Tucked away in a corner of the realm where prairies yield to foothills, a wizard's tower stands amidst a circular hedge-maze.

This maze is apparently well-maintained: green and perfectly manicured, about 50 m in diameter, and based on concentric circles, around a tower which stands five stories, about 15 m tall. There are four entrances to the maze, aligned to the four cardinal points. The hedge itself is about 2 m high at the outside edge, rising to about double that near the tower: climbing the hedge wall would not give away any information about possible first-floor doors in the tower.
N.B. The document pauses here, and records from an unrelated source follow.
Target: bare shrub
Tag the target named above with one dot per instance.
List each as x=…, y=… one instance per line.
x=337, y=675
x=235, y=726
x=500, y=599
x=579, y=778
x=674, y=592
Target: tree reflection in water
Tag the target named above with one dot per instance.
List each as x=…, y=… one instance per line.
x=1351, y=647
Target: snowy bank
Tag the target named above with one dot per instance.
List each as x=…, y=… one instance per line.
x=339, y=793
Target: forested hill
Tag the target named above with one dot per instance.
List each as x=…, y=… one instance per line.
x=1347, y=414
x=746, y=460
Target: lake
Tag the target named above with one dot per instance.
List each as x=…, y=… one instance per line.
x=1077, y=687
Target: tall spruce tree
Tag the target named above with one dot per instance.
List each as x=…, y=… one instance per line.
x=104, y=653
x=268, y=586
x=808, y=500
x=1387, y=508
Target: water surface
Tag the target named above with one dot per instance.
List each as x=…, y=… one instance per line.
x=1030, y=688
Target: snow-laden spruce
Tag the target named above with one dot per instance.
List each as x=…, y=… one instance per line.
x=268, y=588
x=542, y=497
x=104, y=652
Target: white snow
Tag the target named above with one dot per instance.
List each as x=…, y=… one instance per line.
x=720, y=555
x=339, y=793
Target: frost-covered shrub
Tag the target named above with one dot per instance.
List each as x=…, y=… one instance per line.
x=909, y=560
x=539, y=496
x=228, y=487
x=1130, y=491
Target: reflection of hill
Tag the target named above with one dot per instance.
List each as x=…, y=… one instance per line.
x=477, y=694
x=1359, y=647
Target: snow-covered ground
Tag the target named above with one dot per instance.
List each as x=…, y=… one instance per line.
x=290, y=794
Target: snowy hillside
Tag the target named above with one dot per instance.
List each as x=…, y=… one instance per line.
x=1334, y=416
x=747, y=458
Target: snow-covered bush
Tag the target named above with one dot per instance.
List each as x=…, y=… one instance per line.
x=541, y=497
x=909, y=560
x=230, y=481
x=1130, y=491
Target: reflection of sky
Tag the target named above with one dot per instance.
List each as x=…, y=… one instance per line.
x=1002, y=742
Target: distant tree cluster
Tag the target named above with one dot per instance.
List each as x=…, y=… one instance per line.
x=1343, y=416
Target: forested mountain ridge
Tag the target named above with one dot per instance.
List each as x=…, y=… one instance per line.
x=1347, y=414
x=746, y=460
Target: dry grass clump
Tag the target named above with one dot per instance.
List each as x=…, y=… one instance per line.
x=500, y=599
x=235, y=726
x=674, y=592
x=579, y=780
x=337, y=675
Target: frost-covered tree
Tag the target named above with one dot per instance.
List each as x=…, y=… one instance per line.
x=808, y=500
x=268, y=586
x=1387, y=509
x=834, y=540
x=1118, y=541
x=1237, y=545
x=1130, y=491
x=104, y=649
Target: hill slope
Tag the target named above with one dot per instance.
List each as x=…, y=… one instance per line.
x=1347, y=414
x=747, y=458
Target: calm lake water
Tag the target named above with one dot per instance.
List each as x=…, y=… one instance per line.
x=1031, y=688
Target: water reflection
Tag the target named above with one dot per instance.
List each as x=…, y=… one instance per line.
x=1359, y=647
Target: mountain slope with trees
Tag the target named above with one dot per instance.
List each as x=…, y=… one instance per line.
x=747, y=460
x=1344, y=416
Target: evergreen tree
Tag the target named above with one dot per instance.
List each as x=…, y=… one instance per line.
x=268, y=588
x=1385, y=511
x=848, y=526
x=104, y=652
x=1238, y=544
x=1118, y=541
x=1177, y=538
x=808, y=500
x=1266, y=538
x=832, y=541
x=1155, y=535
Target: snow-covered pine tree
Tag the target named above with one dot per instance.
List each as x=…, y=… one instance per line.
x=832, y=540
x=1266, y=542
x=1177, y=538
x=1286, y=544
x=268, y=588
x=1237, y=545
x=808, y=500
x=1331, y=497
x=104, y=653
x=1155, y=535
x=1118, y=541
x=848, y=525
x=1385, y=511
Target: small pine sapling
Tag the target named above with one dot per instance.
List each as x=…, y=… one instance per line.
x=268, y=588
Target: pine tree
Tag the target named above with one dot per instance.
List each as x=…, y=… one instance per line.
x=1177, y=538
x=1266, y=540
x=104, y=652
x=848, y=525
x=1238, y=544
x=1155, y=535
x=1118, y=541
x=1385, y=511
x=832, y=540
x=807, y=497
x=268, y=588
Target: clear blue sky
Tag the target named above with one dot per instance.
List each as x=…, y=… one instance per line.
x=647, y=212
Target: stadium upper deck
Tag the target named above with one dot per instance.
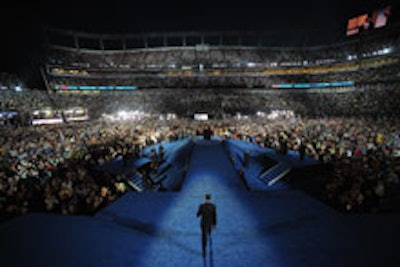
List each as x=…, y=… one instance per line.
x=196, y=60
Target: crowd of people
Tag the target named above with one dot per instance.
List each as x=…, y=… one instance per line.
x=53, y=167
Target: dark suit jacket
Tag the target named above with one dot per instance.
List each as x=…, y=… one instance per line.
x=208, y=214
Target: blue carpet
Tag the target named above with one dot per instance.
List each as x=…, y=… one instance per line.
x=281, y=227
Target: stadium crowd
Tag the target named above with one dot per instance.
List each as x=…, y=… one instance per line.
x=54, y=167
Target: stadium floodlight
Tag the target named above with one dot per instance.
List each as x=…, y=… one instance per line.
x=387, y=50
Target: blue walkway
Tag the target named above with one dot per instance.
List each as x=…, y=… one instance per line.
x=281, y=227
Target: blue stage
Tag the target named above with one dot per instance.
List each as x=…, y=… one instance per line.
x=258, y=225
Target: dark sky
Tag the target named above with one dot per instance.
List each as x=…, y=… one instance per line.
x=21, y=22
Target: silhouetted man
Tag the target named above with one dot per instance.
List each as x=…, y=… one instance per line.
x=208, y=213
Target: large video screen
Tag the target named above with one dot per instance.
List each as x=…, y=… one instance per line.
x=377, y=19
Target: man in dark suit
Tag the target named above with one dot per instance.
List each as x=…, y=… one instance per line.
x=208, y=213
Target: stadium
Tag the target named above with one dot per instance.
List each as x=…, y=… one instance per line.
x=296, y=140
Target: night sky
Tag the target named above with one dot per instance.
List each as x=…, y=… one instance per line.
x=21, y=23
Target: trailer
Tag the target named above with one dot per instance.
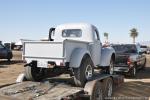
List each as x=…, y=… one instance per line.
x=99, y=87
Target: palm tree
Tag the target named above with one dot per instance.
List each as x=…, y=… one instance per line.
x=133, y=34
x=106, y=36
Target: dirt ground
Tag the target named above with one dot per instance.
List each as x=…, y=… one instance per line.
x=133, y=89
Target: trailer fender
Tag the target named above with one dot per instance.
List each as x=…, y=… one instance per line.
x=107, y=54
x=77, y=56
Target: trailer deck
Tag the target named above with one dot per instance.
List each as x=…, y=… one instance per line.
x=52, y=89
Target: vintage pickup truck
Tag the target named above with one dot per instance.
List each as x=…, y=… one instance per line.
x=73, y=48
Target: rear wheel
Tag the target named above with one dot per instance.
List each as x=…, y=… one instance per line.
x=108, y=87
x=133, y=72
x=34, y=73
x=97, y=93
x=143, y=66
x=84, y=72
x=94, y=89
x=110, y=69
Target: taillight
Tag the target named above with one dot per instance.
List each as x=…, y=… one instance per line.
x=129, y=61
x=62, y=64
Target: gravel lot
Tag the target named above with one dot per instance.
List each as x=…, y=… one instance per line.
x=133, y=89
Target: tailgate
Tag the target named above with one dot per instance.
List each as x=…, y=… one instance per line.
x=121, y=59
x=43, y=50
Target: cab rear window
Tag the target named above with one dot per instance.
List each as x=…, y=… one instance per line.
x=72, y=33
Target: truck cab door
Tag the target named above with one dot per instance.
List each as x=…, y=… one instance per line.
x=96, y=48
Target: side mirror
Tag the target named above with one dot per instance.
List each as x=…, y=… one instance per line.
x=51, y=30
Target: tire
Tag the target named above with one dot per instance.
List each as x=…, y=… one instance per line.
x=97, y=92
x=84, y=72
x=108, y=87
x=144, y=65
x=110, y=69
x=133, y=72
x=34, y=73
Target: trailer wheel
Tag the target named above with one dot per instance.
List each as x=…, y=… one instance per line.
x=132, y=72
x=84, y=72
x=110, y=69
x=34, y=73
x=143, y=66
x=94, y=90
x=108, y=87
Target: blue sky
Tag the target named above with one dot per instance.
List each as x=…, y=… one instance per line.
x=31, y=19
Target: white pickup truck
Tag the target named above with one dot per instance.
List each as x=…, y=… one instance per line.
x=73, y=48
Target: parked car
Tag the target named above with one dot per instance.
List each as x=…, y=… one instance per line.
x=129, y=58
x=5, y=53
x=144, y=48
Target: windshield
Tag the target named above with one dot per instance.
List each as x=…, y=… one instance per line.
x=125, y=48
x=72, y=33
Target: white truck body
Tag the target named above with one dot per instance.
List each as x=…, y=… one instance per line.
x=69, y=49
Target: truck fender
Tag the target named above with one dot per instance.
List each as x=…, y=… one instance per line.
x=107, y=54
x=77, y=56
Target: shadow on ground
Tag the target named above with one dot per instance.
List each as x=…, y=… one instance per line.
x=5, y=63
x=136, y=90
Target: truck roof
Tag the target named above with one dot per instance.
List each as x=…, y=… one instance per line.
x=86, y=29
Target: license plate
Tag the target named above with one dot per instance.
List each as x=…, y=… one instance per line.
x=42, y=64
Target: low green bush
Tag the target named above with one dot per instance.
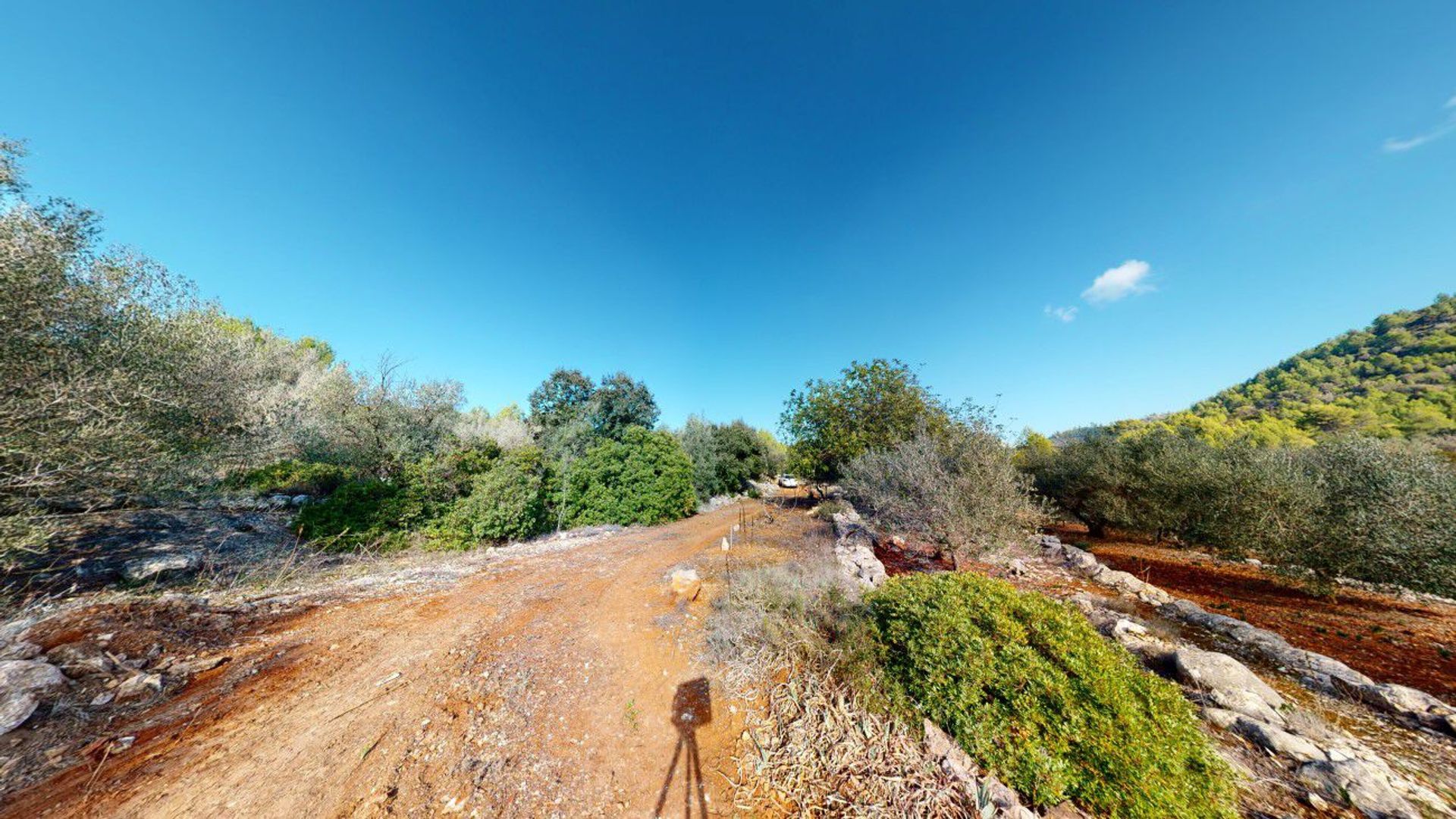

Careful viewing of the tower reveals not windows but four floors' worth of arrow-slits, each surrounded by carved, presumably defensive runes that glow disturbingly in the morning sun: trying to fly to the tower would likely be dangerous.

It will be necessary to traverse the maze or to hack through it. The civilized way will take several hours: there are four independent blocks, one inside each entrance, so a simple strategy like 'keep left' will not work, but the maze is definitely solvable.

Trying to hack through the maze, on the other hand, is much more dangerous: the maze will resist such attempts in an escalating fashion, with a variety of plant-based effects.

At the perimeter, the show of force is basically symbolic: slender tendrils offer little resistance to travel, seed pods explode at random like popguns, flowers emit pollen clouds that cause teary eyes and brief coughing fits. If the attacks persist, the hedge ups the ante: stouter branches attack, the clouds of pollen produce severe choking fits, bole-like growths suddenly appear and release hallucinogenic gasses. Eventually thick limbs armed with razor-sharp thorns and sharp spikes strike with unerring aim, dense pollen clouds cause blindness and life-threatening asthma attacks, and exploding pods launch hard seeds like crossbow bolts. By the time a party cuts half-way through the maze it will probably be dead.

If the party uses elemental attacks like fire or cold, the hedge ecology is prepared: burning it will release clouds of noxious gasses in several grades of deadliness, while those trying to freeze it will find that it has a large base of anit-freeze producing material to fight off this form of attack. Water attacks will only make it healthier unless they are overwhelmingly powerful, and air attacks will just rustle the branches and leaves, again unless hurricane-force winds are produced. The hedge will still fight back with its natural weapons as long as it is able. Nature-oriented characters like druids, barbarians, or rangers should get a bonus on checks to realize the hedge's capacities in this regard.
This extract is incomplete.